Pelican deaths continue in Anzoátegui
The mayor of the Peñalver municipality in Anzoátegui state, Carlos Marcano, confirmed the discovery of about 200 dead pelicans in less than a month in the surroundings of the Puerto Píritu Lagoon.
He reported that the bodies of the coastal marine bird, whose scientific name is Pelicanus occidentalis, are collected and then incinerated with recommendations of the Ministry of Ecosocialism (MINEC), National Institute of Comprehensive Agricultural Health (INSAI) and the National Institute of Parks (INPARQUES).
Gilberto Borges, veterinarian and member of Fundación Avista, who has participated in the investigations since the phenomenon began, explained that a multidisciplinary team has been in the area where the pelican deaths have been reported.
He stated that 34 other species of birds live in the same area as the pelicans, but they are apparently in good health and have not been affected by the avian influenza virus.
Borges added that officials and environmentalists are making constant rounds. They have also given instructions on biosecurity measures and the handling of dead birds to both fishers and the general population.
He warned that there is a zoonotic risk in the area, urging people to avoid contact with dead birds or birds presenting flu symptoms and to leave the area and report the authorities if they notice such birds.

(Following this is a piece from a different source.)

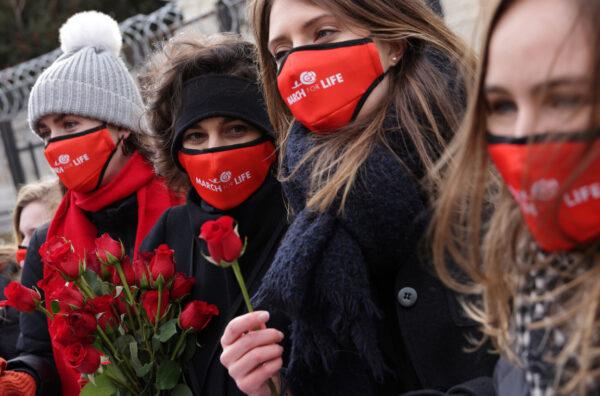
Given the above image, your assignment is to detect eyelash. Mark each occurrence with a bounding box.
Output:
[486,100,516,114]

The quarantine ordered in the joint resolution of the Ministry of Productive Agriculture and Lands and the Ministry of Science and Technology only refers to birds. Therefore, the transport of domestic birds is prohibited. However, Borges added that people should notify the authorities in the case of any symptom.
He clarified that the alert has been extended to neighboring states because pelicans are migratory birds.
Fundación Avista has warned that highly pathogenic avian influenza can destroy the poultry industry, causing significant economic losses due to its rapid spread. Some strains can also infect humans, which is why it is considered a threat to public health.
The foundation has recommended people avoid contact with wild birds, especially pelicans, and direct or indirect contact with surfaces with bird feces, which has a high-risk factor for contagion. If anyone observes a bird—wild or domestic—with symptoms of disorientation, blindness, paralysis, strange movements or inability to fly, they should urgently contact INSAI, Civil Protection, INPARQUES, the Ministry of Environment or the Ministry of Health. Anyone with poultry in their home who is observing any of these symptoms in domestic birds should also immediately inform the aforementioned authorities.